Essas reuniões e dinâmicas para se pensar o processo de trabalho, segundo Aline, são fundamentais na formação dos profissionais das residências. “A gente luta para que exista esse momento teórico prático de reflexão. Isso é essencial. Toda vez que sabemos que isso não está acontecendo a gente tenta intervir, porque não estamos brincando de fazer formação em saúde. Nós achamos isso essencial na formação dos profissionais”.
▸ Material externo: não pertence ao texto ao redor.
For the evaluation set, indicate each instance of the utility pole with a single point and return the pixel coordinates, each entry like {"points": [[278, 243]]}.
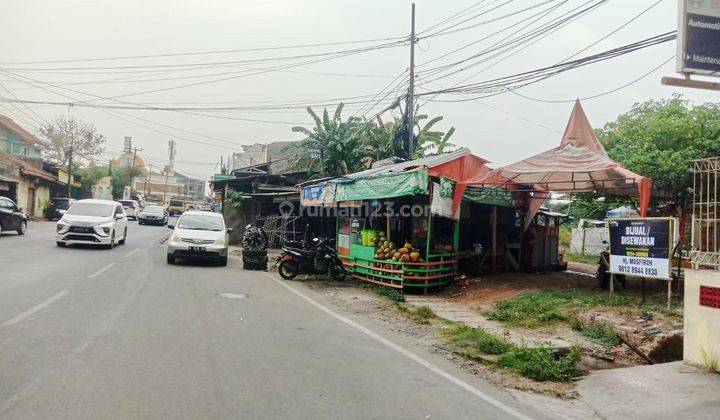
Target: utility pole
{"points": [[70, 151], [411, 88]]}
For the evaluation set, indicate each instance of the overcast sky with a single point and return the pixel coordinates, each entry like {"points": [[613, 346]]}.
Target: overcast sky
{"points": [[502, 128]]}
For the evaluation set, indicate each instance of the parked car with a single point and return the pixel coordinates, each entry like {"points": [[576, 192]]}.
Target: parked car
{"points": [[131, 207], [58, 207], [12, 217], [153, 215], [199, 234], [93, 222]]}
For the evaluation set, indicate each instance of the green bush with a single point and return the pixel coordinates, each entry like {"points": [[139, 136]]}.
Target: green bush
{"points": [[470, 340], [601, 334], [540, 363]]}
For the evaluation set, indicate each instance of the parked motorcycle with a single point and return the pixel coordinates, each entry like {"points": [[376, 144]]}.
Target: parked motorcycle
{"points": [[322, 258], [603, 275]]}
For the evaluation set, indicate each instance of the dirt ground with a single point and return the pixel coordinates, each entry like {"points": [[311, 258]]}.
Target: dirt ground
{"points": [[655, 334], [353, 297]]}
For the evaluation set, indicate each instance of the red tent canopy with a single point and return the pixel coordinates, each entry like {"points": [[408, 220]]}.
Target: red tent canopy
{"points": [[578, 164]]}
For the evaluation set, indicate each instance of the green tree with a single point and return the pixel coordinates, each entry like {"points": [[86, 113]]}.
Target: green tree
{"points": [[328, 149], [657, 139], [63, 132]]}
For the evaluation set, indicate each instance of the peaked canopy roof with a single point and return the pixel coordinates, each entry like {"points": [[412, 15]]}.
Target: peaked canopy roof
{"points": [[579, 164]]}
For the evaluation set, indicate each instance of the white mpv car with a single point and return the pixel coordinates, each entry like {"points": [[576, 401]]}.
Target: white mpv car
{"points": [[199, 234], [93, 222]]}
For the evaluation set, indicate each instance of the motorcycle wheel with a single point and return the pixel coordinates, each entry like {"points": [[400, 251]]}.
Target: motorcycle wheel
{"points": [[288, 270], [337, 273]]}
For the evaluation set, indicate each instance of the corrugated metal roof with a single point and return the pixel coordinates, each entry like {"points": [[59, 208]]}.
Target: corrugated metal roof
{"points": [[424, 162], [21, 132]]}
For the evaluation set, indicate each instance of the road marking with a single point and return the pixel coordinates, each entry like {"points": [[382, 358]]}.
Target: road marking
{"points": [[100, 271], [161, 237], [405, 352], [38, 307], [132, 252]]}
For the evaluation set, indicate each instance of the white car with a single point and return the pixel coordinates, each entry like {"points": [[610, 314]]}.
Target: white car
{"points": [[131, 207], [199, 234], [93, 222]]}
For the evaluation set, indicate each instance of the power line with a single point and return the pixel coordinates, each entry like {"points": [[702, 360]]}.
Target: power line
{"points": [[607, 92], [517, 12], [217, 63], [533, 76], [455, 16], [129, 57]]}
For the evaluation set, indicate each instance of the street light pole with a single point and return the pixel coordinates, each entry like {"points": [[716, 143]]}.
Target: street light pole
{"points": [[70, 151], [411, 89]]}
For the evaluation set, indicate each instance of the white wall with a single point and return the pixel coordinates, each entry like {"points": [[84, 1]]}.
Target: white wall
{"points": [[702, 324]]}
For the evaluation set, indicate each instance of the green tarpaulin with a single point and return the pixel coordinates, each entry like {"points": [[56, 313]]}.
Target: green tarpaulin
{"points": [[490, 195], [383, 186]]}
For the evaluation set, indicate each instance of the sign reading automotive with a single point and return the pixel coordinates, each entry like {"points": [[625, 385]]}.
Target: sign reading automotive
{"points": [[641, 247], [699, 37]]}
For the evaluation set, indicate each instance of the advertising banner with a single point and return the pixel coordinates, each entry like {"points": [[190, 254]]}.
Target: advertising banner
{"points": [[322, 194], [698, 36], [383, 186], [641, 247]]}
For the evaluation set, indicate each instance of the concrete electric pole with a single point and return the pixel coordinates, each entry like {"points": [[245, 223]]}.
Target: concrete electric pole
{"points": [[411, 88]]}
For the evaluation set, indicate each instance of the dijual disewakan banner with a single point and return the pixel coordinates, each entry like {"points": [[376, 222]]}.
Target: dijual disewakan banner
{"points": [[642, 247]]}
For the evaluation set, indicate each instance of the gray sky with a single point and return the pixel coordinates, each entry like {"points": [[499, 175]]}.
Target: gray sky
{"points": [[35, 30]]}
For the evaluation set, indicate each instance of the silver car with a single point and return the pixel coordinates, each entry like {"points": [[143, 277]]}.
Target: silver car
{"points": [[201, 235]]}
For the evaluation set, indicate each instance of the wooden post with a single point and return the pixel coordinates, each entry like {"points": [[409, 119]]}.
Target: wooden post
{"points": [[493, 222], [427, 240], [387, 225], [456, 236]]}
Residência Multiprofissional em Saúde da Família forma profissionais para o SUS

O XI Ciclo de Debates – Conversando sobre a Estratégia de Saúde da Família chegou ao fim com a realização da tradicional formatura dos alunos do curso de Residência Multiprofissional em Saúde da Família, uma parceria da ENSP com a Secretaria Municipal de Saúde do Rio de Janeiro (SMS/RJ) e o Núcleo do Estado do Rio de Janeiro do Ministério da Saúde (Nerj/RJ). Com aproximadamente 20 profissionais formados, a turma 2014/2016 recebeu seu diploma ouvindo as palavras do diretor da Escola, Hermano Castro, reforçando que aquele momento representava a finalização de um ciclo. “Espero que vocês saiam daqui levantando a bandeira que aprenderam ao longo de todo esse curso, que é a de um SUS fortalecido”. A cerimônia contou também com a presença da vice-diretora de Ensino, Tatiana Wargas e da coordenadora geral do curso, Maria Alice Pessanha de Carvalho.

Ressaltando a emoção e felicidade do dia, a vice-diretora Tatiana Wargas lembrou que a residência é um espaço diferente de formação que olha especialmente para a Atenção Básica. “A cada ano a formação de vocês se supera, pois ela consegue reunir aquilo que há de mais difícil: ensino, pesquisa e ações voltadas para o território. Outra questão fundamental é o trabalho de equipe, e vocês fazem isso na prática diariamente e com muito louvor. Atualmente não temos um cenário fácil, mas temos que enfrentar tudo isso e precisamos ser críticos, é necessário levantar pautas importantes, como, por exemplo, a valorização do trabalhador da saúde. E preciso refletir juntos, criar estratégias de projetos que preservem a saúde universal, integral e participativa”.

A coordenadora geral da Residência fez um discurso emocionado agradecendo a todos os envolvidos que contribuem para a realização do curso ressaltando as dificuldades de todo processo de formação complexo da Residência. “Sabemos o quão difícil é juntar R1, R2, R3, docentes, preceptores, secretárias de saúde e CAPS em todo esse processo que reforça a função da Escola de produzir espaços de aprendizado. Esse é mais um ciclo que se fecha, mas dando espaço para um novo que se inicia. Vocês saem daqui, mas serão para sempre enspianos”, comemorou Maria Alice Pessanha de Carvalho.